Watch The Wire long enough and you become a part of it.  I’m in Season Four, and some of the older drug dealers have been killed or caught – and new dealers have arisen to take their place.  And these new kids, I don’t know them, I didn’t get to see their internal lives like I did with the old guys, they’re cold and scary.  And I found myself reminiscing for the good old days, when the guys I knew were running things, back when the streets of Baltimore seemed predictable – which is ludicrous.  The guys in Season One were killers, in some ways maniacs, selling drugs to dead-eyed junkies.  But I at least knew their rules, and so I find myself one of the old soldiers mourning that the neighborhood’s gone to hell, when it really hasn’t.  It was hell when I got here.  The hell has just changed temperatures.
The Wire also gave me one scene that just utterly weirded me out: three black guys, in a room.  The black guys were all cops.  They all had distinct personalities, I knew them as individuals, and they were assembled – debating – for reasons that had nothing to do with their blackness, just three African-Americans quietly hashing out a solution to a problem.  And I thought, “When was the last time I saw three black men as heroes in a show not specifically marketed to African-Americans?”  And I realized the answer was never.  That doesn’t happen.  There’s usually one or two people on a cast as The Black Guy – but enough of them that they could meet, coincidentally, in a room?  Never.  But a truly multiracial cast really brought that reality home to me, and it made me sad.
As I close out Season Four, though, what truly sticks with me is Randy.  Poor, fucking Randy, a young stupid kid who was bad but redeemable, who got backed into a corner and made one mistake.  And because of very small errors in the system, each done by people who were mostly trying to do the right things for stupid reasons, the consequences of that mistake got magnified until his whole life unravelled.  Like The Joker, he had one bad day, and that day will fuck him up now and forever, robbing him of any chance to do anything good ever again.  And maybe that’d be acceptable for a grown man – maybe – but he was a dumb kid.
Sometimes that’s the way life is.  Sometimes, there’s one bad thing you do – maybe even not that bad – and it shapes the rest of your days.  But man, is it bitter to see poor Randy condemned for mistakes that weren’t even mostly his.
And now I try to envision a Batman/The Wire crossover, which is surprisingly tricky to envision.

1 Comment

  1. John Perich
    Apr 26, 2013

    And now you’ve got me hearing: You gonna help, huh?
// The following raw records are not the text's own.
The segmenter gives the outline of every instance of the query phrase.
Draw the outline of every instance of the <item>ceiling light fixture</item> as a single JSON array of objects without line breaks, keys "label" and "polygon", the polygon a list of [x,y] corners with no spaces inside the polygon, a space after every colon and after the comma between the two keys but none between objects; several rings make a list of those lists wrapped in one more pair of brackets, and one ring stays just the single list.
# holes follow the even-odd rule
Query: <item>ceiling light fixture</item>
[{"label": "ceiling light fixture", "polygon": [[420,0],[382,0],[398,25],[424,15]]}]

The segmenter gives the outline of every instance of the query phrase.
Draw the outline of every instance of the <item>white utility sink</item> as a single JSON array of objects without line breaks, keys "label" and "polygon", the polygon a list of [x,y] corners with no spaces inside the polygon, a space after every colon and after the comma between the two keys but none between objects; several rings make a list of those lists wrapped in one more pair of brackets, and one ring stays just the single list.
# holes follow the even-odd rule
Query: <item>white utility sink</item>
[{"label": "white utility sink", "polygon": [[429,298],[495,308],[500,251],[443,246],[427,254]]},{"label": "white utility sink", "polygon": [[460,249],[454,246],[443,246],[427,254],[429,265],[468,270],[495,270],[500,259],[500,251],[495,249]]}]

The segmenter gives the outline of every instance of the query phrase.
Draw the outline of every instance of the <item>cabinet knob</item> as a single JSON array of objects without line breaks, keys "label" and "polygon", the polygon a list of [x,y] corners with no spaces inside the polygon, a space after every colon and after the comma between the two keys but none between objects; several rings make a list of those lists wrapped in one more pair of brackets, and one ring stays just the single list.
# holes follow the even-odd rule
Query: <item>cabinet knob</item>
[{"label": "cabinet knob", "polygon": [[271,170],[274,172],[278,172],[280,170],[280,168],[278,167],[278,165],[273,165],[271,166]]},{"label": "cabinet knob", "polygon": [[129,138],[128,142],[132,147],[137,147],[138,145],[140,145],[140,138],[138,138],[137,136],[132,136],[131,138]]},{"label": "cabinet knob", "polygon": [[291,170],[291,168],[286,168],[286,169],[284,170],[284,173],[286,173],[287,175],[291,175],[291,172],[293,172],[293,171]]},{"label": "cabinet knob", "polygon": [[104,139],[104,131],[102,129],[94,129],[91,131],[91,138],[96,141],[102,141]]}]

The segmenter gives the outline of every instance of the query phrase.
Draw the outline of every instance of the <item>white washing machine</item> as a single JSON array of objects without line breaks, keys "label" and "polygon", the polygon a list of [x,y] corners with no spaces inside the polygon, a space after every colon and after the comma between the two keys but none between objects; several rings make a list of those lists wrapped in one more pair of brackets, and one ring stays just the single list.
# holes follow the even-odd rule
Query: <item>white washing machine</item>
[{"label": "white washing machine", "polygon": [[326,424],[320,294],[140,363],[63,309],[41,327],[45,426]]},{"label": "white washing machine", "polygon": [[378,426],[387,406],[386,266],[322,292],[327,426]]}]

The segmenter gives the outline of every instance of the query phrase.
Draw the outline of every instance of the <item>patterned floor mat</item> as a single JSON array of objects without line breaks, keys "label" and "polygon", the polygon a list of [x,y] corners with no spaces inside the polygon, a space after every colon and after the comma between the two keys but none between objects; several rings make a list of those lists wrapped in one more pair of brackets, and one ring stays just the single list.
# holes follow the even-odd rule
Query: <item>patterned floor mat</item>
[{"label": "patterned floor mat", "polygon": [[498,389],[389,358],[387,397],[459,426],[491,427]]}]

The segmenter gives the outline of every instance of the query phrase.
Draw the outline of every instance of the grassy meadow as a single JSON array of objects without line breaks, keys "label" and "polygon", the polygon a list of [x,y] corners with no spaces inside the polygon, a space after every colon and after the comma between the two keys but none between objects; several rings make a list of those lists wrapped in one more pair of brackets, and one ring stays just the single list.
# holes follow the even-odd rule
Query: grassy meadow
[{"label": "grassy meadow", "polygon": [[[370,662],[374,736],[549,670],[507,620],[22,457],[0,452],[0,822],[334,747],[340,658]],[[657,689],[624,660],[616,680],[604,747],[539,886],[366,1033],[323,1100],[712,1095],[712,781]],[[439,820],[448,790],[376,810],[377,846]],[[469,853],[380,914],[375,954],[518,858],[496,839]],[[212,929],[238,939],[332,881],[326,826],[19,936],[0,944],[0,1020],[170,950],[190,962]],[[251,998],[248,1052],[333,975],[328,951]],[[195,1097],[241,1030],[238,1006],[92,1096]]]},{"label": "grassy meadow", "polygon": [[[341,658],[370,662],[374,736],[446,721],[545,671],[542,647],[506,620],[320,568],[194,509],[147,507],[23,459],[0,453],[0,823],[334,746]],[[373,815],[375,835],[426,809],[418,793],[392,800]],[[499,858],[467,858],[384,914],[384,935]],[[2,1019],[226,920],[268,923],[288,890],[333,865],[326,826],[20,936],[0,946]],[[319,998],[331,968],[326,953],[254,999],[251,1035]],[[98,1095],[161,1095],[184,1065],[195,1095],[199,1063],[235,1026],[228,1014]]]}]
You gonna look out for me? You gonna look out for me, Sgt. Carver? and now god damn it, I’m at work, I can’t be crying now.
    Also:
    And now I try to envision a Batman/The Wire crossover, which is surprisingly tricky to envision.
    Agreed. As I’ve mentioned on OTI, Batman isn’t great at solving problems he can’t punch. Sure, the more sophisticated stories will throw in a denouement about Bruce Wayne building a children’s hospital or a rehab clinic or something, but that’s never the focus of the story. Batman’s solution to urban crime (and this is true of almost all cape comics) is “punch it until it stops.”
    So who should Batman take out? By now you know that removing Avon and Stringer from the picture did not clean up Baltimore’s streets, so we can surmise that doing the same to Marlo or Proposition Joe would get us no farther.
    What I’d be curious to see: how would the gangs change their tactics to reflect the increased attention of the Batman?